水の広場の白い壁の所は少しは涼しそうで、道路際の街路樹の下は人だかりがしている。ヒッピー風の若い人達がビニールシートを敷いて、アクセサリーやらTシャツを並べて客の相手をしている。                 
  人気があるのはペルー・インディオの四人組の楽団で、「コンドルは飛んで行く」を民族楽器で軽快に演奏している。曲に合わせて前に行ったり後ろに下がったりするだけの素朴な振り付けだけど、時々頼りない日本語でカセットテープを売ったり、カンパを求めると、京袋を持った国籍不明の赤茶の長い髪の女の子が集金をする。

  フランス人の若い絵描きは、油性スプレーを振り回して、次々と幻想的な宇宙の絵を描いている。変てこなアクセントで「きれいな人に囲まれて私幸せ、特別サービス、三千五百円、三千五百円」と売り込んでいるが、 芸術家も金が大事なんだ。

 俺は少し焦っている。今日は朝から歩きつづけているし、もうくたくたなんだ。ここらで昼寝をしないとノイローゼになって悪い夢見るのに決まってる。
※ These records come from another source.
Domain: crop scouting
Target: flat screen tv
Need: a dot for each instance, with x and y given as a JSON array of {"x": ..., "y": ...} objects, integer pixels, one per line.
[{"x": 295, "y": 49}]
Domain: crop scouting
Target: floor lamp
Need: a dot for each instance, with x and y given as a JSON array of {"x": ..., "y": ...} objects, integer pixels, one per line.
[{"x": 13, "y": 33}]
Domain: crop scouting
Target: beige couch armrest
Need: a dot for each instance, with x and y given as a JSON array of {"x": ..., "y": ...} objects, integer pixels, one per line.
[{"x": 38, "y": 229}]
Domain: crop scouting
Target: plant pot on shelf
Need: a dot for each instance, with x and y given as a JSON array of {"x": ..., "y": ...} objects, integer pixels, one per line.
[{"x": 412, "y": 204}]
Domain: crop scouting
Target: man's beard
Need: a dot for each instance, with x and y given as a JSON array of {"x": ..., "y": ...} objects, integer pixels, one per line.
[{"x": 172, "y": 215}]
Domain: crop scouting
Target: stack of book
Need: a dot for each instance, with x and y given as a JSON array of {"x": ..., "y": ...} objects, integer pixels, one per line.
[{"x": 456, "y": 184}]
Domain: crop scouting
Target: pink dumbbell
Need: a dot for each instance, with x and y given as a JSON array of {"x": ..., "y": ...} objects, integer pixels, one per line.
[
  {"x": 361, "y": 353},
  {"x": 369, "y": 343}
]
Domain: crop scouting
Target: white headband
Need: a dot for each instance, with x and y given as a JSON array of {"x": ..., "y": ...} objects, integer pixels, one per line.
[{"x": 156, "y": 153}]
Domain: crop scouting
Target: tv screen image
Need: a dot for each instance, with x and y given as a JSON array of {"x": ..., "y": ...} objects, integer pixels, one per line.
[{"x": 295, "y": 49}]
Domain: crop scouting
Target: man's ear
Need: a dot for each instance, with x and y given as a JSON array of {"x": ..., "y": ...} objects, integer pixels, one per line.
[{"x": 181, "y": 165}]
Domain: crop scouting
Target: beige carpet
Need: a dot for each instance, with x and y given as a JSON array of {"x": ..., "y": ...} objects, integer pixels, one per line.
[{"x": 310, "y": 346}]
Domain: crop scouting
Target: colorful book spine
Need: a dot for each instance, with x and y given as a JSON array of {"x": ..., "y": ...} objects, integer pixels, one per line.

 青空市の外れまで来たら、道路端のブナの木の下で、日焼けした肌の若い女の人がひざ小僧を抱えるようにして本を読みながら、東南アジアの民族品を並べて売っている。変てこな顔をした黒いお面や木彫りの猫だが、客らしき人もいないし、大きな枝が張り出して日陰になってる。

 この人は猫が大好きなんだと俺には直感で分る。

 ちらりと盗み見するスッピンだけれどなかなかの美人だ、内緒だけれど、黒ちゃんなんて呼んでやろう。さりげないフリをして、そろっと近づいて行くと、黒ちゃんは本から顔を上げて「わあ、貫禄な猫ちゃん」と言って、俺のプライドを満足させて、顎下のゴロゴロもしてくれた。